Is the product of a random variable and martingale still a martingale?

Question

Assuming we have a Brownian motion $(B_t, \mathcal{F}_t)$, we define $M_t = M_0(B_t^2 - t)$, if $M_0$ is a constant, then I know $M_t$ is a martingale, however, if $M_0$ is a random variable which is independent of $\mathcal{F}_t$ and $M_0 < \infty$, is it still a martingale?

Answer 1

If $M_0 (B_t^2-t)$ is integrable for each $t$, then $(M_t)_{t \geq 0}$ is a martingale with respect to the augmented filtration $\mathcal{G}_t := \sigma(B_s; s \leq t; M_0)$.

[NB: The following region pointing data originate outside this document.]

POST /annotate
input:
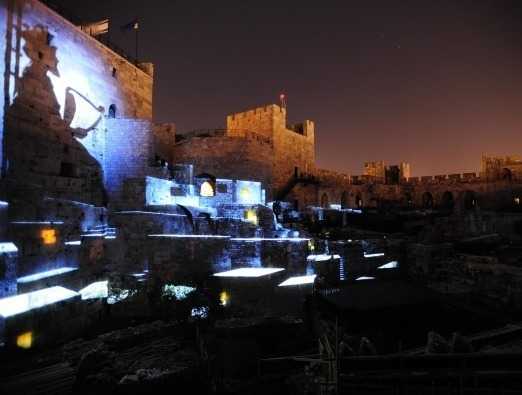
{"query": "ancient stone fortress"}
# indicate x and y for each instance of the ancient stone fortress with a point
(95, 198)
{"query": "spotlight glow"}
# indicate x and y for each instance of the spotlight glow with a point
(249, 272)
(322, 257)
(378, 254)
(46, 274)
(23, 303)
(299, 280)
(7, 247)
(97, 290)
(389, 265)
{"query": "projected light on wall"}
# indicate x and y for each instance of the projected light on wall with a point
(96, 290)
(206, 190)
(23, 303)
(248, 192)
(48, 236)
(298, 280)
(251, 216)
(389, 265)
(252, 272)
(25, 340)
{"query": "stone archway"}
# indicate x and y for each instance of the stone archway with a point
(325, 202)
(447, 201)
(427, 200)
(469, 200)
(344, 199)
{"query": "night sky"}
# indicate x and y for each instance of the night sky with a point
(435, 83)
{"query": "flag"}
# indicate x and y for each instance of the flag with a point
(132, 25)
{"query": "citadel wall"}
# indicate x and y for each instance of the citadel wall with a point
(60, 88)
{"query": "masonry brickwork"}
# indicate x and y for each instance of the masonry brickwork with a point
(61, 89)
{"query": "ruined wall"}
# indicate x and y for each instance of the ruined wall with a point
(164, 140)
(60, 86)
(294, 145)
(227, 157)
(129, 155)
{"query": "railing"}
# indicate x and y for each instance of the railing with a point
(241, 133)
(75, 20)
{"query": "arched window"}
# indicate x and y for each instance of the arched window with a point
(427, 200)
(344, 200)
(112, 111)
(324, 201)
(358, 201)
(207, 190)
(470, 200)
(447, 201)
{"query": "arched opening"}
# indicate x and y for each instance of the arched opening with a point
(112, 111)
(427, 200)
(507, 174)
(470, 200)
(447, 202)
(358, 201)
(408, 199)
(207, 190)
(324, 201)
(344, 200)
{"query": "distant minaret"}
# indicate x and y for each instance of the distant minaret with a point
(282, 99)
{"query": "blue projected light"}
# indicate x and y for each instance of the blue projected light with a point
(280, 239)
(23, 303)
(389, 265)
(376, 255)
(322, 257)
(46, 274)
(299, 280)
(181, 236)
(97, 290)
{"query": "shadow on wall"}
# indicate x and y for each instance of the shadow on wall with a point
(42, 151)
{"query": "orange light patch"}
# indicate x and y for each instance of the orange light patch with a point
(48, 236)
(25, 340)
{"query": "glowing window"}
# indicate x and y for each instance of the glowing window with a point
(206, 189)
(251, 216)
(48, 236)
(25, 340)
(245, 194)
(224, 298)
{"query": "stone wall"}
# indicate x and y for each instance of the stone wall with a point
(227, 157)
(61, 86)
(164, 140)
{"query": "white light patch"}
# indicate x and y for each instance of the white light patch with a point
(281, 239)
(23, 303)
(389, 265)
(37, 222)
(97, 290)
(378, 254)
(180, 292)
(46, 274)
(249, 272)
(7, 247)
(364, 278)
(299, 280)
(322, 257)
(179, 236)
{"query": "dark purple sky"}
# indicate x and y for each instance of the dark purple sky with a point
(435, 83)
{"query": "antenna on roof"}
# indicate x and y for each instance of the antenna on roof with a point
(282, 99)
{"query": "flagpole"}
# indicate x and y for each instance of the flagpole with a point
(137, 28)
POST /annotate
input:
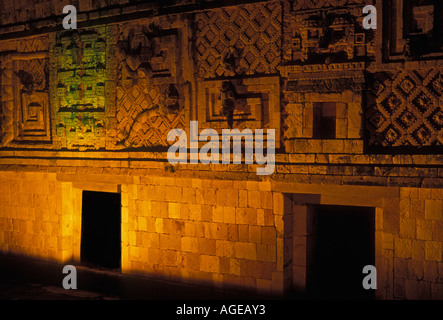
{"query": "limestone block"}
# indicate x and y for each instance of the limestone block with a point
(255, 234)
(206, 246)
(430, 270)
(242, 198)
(189, 244)
(433, 251)
(206, 213)
(266, 200)
(169, 241)
(217, 214)
(437, 291)
(434, 209)
(268, 235)
(195, 212)
(407, 228)
(210, 230)
(277, 283)
(264, 287)
(402, 248)
(142, 224)
(245, 250)
(424, 229)
(415, 269)
(233, 232)
(209, 263)
(234, 266)
(399, 288)
(254, 200)
(229, 215)
(437, 230)
(221, 231)
(243, 233)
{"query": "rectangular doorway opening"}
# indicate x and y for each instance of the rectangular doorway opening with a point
(101, 229)
(342, 243)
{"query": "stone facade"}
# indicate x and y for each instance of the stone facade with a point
(90, 109)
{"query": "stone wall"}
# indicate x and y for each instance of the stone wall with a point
(90, 110)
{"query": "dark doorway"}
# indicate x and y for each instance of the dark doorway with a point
(101, 219)
(344, 242)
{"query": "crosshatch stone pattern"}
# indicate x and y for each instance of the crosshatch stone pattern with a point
(90, 109)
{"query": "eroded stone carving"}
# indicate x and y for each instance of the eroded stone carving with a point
(25, 116)
(79, 73)
(404, 109)
(240, 40)
(150, 89)
(327, 36)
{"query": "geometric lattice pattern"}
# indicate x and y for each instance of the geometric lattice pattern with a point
(238, 41)
(404, 109)
(78, 88)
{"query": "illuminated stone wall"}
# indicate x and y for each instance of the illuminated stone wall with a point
(90, 109)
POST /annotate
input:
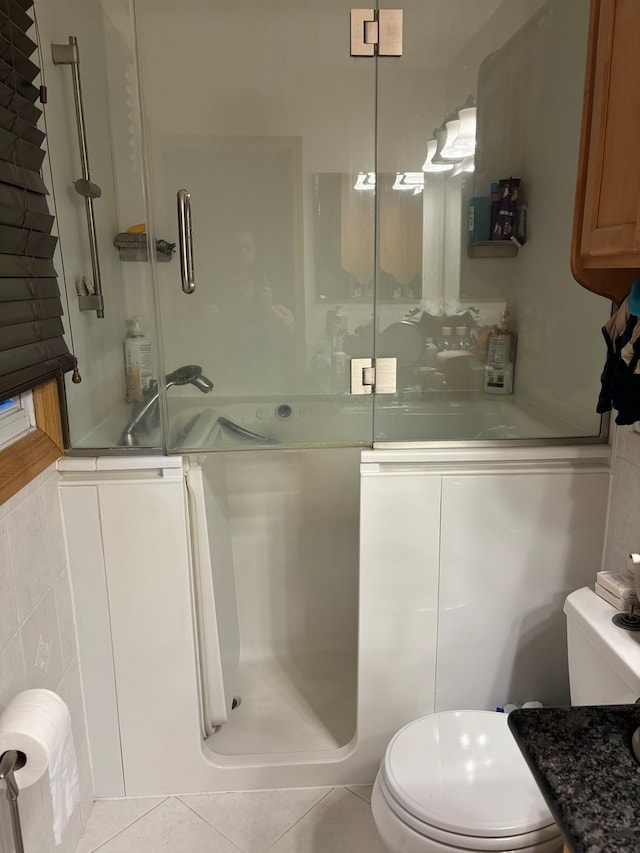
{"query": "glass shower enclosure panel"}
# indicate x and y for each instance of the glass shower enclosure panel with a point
(259, 132)
(480, 118)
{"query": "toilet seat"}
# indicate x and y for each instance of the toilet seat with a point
(458, 778)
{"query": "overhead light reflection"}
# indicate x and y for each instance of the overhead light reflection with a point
(409, 181)
(365, 181)
(429, 165)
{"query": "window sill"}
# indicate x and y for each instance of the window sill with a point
(22, 461)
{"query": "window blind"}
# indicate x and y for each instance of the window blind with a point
(32, 347)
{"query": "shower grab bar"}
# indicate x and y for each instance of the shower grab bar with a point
(185, 241)
(68, 54)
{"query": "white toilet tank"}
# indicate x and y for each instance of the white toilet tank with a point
(604, 660)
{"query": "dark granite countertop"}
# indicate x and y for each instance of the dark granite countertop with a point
(582, 760)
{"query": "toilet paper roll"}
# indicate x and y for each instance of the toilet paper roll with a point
(38, 724)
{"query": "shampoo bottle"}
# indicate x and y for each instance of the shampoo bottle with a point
(501, 350)
(137, 361)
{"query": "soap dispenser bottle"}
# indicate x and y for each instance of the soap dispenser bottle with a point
(501, 350)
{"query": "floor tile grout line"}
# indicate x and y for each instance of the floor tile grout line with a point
(120, 831)
(208, 823)
(366, 799)
(296, 822)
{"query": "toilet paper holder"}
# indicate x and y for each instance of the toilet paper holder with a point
(10, 761)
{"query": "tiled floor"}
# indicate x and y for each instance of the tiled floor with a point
(305, 820)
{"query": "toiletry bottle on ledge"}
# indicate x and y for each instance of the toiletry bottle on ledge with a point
(501, 350)
(137, 361)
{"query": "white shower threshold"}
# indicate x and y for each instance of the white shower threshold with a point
(294, 703)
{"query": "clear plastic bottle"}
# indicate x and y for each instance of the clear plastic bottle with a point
(498, 371)
(137, 361)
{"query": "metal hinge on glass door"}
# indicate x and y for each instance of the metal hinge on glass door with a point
(373, 375)
(376, 31)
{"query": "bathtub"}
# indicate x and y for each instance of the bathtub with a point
(220, 424)
(330, 593)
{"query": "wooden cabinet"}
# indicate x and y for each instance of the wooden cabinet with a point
(606, 236)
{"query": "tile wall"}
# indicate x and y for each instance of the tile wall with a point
(36, 611)
(623, 530)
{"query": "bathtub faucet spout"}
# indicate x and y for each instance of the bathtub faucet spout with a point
(145, 414)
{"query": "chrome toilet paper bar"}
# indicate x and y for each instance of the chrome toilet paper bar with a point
(12, 760)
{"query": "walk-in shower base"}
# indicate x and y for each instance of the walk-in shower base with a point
(297, 703)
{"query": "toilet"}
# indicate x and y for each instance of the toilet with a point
(455, 781)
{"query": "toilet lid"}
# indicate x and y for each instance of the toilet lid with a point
(462, 771)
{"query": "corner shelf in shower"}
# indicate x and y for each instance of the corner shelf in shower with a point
(492, 249)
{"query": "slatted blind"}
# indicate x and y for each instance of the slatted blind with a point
(32, 347)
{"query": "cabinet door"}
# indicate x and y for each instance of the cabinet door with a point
(611, 223)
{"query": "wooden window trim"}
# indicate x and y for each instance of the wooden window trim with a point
(23, 460)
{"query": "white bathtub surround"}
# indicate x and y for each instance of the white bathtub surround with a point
(454, 571)
(38, 645)
(308, 820)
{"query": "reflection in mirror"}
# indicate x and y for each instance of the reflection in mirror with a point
(344, 249)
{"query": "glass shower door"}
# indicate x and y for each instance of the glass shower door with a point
(473, 107)
(259, 131)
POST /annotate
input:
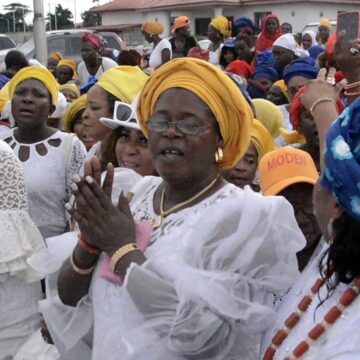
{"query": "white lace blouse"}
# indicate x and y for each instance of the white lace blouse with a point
(205, 291)
(49, 167)
(341, 341)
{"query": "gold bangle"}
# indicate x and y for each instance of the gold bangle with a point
(319, 101)
(79, 270)
(121, 252)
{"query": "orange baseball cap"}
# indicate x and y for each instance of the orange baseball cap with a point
(283, 167)
(180, 21)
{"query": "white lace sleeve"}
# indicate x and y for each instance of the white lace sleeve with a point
(19, 236)
(217, 301)
(76, 160)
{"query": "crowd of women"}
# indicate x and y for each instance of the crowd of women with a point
(207, 207)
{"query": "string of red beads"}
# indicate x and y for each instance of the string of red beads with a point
(330, 318)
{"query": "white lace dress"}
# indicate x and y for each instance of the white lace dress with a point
(341, 341)
(19, 238)
(48, 170)
(205, 291)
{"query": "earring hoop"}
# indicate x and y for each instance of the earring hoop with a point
(219, 155)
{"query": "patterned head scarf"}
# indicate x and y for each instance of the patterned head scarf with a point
(221, 23)
(342, 160)
(215, 89)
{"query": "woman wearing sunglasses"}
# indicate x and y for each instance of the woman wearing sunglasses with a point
(121, 83)
(199, 283)
(126, 146)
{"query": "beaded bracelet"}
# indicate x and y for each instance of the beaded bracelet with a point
(121, 252)
(85, 246)
(79, 270)
(319, 101)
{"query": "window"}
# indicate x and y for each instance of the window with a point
(259, 17)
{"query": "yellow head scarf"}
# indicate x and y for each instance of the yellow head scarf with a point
(221, 23)
(325, 22)
(124, 82)
(262, 139)
(269, 115)
(152, 27)
(56, 55)
(215, 89)
(71, 87)
(38, 73)
(281, 84)
(68, 62)
(72, 110)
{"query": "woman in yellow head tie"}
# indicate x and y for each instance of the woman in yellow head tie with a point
(244, 172)
(121, 83)
(218, 30)
(162, 51)
(50, 157)
(202, 286)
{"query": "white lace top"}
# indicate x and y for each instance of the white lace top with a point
(341, 341)
(205, 291)
(49, 167)
(19, 238)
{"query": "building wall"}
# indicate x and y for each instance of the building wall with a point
(122, 17)
(296, 14)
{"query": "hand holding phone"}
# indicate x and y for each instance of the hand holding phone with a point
(350, 22)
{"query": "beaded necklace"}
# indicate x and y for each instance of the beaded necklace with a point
(349, 295)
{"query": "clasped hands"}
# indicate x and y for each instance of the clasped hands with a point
(104, 226)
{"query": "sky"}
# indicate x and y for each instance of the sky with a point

Clearly, $M_t$ is measurable with respect to $\mathcal{G}_t$ and using the pull out property of the conditional expectation we find $$\mathbb{E}(M_t \mid \mathcal{G}_s) = M_0 \mathbb{E}((B_t^2-t) \mid \mathcal{G}_s) =M_0 \mathbb{E}((B_t^2-t) \mid \mathcal{F}_s) = M_0 (B_s^2-s) = M_s$$ for all $s \leq t$. For the second "$=$" we have used that $M_0$ is independent of $\mathcal{F}_t$ for each $t \geq 0$.